Mining’s toxic timebomb: dams full of poisonous waste are dotted around the world. What happens when they burst? | Mining

Aas soon as the barrier broke, a flood of poison brought death into the river. Crossing the fragile wall built to contain mining waste in Zambia’s copper belt in February 2025, more than 50 million cubic liters of acid and heavy metals spilled into Chambishi Creek, a tributary of the Kafue River, the country’s longest river.
Thousands of lifeless fish came to the surface as a plume of acid floated down the river, leaving dead crocodiles and other wildlife in its wake.
For the millions of Zambians who rely on Kafue, the collapse of the tailings dam at China’s Sino-Metals Leach copper mine triggered a national environmental emergency that has yet to end. The spill disrupted the drinking water supply to Kitwe, Zambia’s third-largest city, home to half a million people.

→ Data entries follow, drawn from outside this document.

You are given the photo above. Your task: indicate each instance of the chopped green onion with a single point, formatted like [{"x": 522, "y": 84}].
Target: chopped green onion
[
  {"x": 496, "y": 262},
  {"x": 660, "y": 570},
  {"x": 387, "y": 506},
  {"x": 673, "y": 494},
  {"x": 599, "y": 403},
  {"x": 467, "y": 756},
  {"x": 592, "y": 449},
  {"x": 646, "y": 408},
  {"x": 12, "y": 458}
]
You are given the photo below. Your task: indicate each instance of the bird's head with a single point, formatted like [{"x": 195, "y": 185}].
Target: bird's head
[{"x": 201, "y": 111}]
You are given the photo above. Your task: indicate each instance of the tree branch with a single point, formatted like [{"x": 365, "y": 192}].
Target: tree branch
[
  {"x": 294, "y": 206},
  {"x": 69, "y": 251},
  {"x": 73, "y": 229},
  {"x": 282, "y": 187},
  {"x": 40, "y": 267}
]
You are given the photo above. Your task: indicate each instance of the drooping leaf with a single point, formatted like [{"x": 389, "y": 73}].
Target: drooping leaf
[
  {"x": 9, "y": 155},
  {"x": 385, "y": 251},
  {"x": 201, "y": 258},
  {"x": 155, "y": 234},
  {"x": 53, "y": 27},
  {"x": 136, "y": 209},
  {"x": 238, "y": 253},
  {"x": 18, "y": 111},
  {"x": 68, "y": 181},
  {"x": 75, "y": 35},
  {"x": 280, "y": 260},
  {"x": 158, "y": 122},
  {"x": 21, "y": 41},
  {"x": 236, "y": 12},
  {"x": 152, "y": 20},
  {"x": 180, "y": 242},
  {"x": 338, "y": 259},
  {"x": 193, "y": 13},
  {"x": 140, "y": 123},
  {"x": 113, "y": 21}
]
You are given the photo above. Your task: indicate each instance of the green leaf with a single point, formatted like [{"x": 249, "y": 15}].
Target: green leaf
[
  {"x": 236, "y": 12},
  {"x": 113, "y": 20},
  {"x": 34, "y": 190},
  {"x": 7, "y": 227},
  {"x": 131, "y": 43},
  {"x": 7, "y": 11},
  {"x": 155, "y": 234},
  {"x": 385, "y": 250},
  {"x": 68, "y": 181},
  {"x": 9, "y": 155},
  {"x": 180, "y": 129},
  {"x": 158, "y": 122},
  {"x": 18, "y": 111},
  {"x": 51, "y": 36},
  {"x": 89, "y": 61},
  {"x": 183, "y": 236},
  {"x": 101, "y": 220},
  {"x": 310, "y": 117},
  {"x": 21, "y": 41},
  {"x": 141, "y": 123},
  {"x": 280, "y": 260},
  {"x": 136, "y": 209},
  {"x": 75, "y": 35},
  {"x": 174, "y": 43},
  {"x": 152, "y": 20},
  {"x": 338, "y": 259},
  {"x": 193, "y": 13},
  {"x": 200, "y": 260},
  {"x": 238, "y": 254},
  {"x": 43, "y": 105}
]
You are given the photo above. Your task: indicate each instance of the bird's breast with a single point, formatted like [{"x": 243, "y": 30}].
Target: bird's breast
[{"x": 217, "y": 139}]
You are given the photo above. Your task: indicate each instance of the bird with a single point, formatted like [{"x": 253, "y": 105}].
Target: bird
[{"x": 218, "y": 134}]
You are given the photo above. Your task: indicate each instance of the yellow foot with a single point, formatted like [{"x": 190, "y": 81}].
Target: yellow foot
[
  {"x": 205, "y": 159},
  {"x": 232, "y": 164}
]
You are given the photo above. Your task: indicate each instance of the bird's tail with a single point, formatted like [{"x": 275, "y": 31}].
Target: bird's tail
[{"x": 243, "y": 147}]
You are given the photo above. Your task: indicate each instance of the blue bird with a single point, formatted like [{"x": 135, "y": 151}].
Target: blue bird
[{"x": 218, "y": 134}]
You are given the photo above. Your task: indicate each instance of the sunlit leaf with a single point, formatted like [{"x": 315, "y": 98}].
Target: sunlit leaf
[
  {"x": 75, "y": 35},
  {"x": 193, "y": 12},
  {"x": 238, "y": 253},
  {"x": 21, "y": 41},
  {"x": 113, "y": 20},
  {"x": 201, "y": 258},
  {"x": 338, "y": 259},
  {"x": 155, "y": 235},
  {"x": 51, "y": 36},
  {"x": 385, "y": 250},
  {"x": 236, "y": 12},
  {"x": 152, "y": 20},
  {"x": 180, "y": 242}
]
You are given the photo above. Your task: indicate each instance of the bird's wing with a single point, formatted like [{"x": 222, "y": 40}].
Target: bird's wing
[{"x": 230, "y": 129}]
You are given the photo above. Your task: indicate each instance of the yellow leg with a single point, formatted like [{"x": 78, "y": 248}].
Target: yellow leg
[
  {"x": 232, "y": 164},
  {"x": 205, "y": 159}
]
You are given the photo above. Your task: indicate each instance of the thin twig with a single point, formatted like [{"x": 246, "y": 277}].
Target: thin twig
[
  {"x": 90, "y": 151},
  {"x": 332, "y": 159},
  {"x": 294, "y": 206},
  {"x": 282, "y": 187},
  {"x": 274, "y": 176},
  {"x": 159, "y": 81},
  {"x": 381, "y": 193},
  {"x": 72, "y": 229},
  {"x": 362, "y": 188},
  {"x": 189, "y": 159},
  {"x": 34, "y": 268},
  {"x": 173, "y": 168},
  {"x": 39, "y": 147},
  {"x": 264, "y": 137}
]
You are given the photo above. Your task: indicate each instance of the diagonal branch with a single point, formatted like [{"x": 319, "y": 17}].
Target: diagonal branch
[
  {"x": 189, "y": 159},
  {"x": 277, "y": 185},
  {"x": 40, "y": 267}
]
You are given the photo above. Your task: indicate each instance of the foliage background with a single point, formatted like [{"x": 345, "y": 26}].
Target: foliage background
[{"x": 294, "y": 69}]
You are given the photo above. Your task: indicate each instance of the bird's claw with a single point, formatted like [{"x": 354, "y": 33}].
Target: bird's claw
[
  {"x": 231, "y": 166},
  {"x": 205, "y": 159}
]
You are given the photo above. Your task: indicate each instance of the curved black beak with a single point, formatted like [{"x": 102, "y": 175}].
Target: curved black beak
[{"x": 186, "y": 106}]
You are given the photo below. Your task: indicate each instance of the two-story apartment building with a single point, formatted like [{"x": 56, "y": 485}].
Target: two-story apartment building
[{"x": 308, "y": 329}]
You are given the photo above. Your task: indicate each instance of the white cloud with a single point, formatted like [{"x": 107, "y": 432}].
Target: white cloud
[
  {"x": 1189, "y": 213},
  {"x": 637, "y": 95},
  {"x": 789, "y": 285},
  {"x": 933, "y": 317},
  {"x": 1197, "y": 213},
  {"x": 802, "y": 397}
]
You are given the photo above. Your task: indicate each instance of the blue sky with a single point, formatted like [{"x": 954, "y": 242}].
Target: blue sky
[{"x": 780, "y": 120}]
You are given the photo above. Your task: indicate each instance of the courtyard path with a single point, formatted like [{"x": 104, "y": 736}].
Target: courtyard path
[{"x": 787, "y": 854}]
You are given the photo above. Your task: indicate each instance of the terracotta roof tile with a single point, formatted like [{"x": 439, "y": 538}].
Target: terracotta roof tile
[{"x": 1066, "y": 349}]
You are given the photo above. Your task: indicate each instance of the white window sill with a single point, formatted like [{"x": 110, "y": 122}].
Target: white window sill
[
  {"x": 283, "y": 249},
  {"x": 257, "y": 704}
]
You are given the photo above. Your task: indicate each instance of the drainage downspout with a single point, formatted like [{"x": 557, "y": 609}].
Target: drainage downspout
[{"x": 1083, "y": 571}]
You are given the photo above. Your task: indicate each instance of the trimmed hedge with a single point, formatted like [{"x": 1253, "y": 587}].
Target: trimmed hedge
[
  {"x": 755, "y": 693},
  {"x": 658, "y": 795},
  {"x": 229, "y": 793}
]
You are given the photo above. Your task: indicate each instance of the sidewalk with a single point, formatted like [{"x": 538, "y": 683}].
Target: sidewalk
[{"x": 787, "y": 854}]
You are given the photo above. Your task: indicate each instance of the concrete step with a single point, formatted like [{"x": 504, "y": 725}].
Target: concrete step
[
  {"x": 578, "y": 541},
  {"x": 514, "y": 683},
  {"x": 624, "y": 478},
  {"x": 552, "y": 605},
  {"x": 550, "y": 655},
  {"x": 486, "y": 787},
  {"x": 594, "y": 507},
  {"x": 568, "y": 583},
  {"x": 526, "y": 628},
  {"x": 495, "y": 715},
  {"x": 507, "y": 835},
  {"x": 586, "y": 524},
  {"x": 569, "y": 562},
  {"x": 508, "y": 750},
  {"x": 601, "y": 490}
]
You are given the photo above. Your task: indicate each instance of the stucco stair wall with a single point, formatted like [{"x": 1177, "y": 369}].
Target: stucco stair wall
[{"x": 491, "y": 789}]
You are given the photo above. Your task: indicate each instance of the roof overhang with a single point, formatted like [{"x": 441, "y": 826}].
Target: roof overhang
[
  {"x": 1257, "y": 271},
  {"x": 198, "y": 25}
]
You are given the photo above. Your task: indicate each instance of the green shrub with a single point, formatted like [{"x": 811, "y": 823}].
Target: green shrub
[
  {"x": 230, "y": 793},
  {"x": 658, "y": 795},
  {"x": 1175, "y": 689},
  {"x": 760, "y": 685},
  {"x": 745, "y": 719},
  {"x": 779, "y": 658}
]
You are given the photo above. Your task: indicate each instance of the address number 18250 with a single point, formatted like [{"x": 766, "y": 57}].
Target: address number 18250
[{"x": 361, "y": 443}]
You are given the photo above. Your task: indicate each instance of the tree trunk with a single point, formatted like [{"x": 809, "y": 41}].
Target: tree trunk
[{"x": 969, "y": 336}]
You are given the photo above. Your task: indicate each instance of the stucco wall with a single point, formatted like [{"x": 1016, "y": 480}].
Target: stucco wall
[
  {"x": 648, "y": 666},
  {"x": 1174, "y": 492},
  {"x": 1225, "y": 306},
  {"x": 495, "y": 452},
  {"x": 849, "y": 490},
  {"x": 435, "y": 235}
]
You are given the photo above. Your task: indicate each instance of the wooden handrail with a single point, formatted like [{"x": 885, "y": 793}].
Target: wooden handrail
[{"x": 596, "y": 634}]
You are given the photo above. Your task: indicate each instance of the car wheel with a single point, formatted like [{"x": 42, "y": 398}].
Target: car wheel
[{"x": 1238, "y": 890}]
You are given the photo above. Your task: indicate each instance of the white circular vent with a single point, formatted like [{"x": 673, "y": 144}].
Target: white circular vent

Signs of pollution were detected 60 miles downstream from the collapse. Helicopters continued the spill downstream, dropping lime into the water to try to neutralize its corrosive power.
The affected region is home to rare wildlife, including the Kafue lechwe antelope, Zambian barbet and wattled crane.
“It looked like diesel mixed with oil. We had already planted our crops, but they died. When you now turn the soil to plow it for sowing, it has turned yellowish and has a pungent smell,” says Mary Milimo, a 65-year-old small-scale farmer near where the Mwambashi River joins the Kafue.
“There are no more fish here,” says Patrick Chindemwa, 66, who farms nearby. “I sowed corn in October using irrigation. All the corn dried up.
“The ground is yellow and the earth here is like grease; it’s slippery and when it rains it melts. We need help,” he says.
Sino-Metals did not respond to a request for comment.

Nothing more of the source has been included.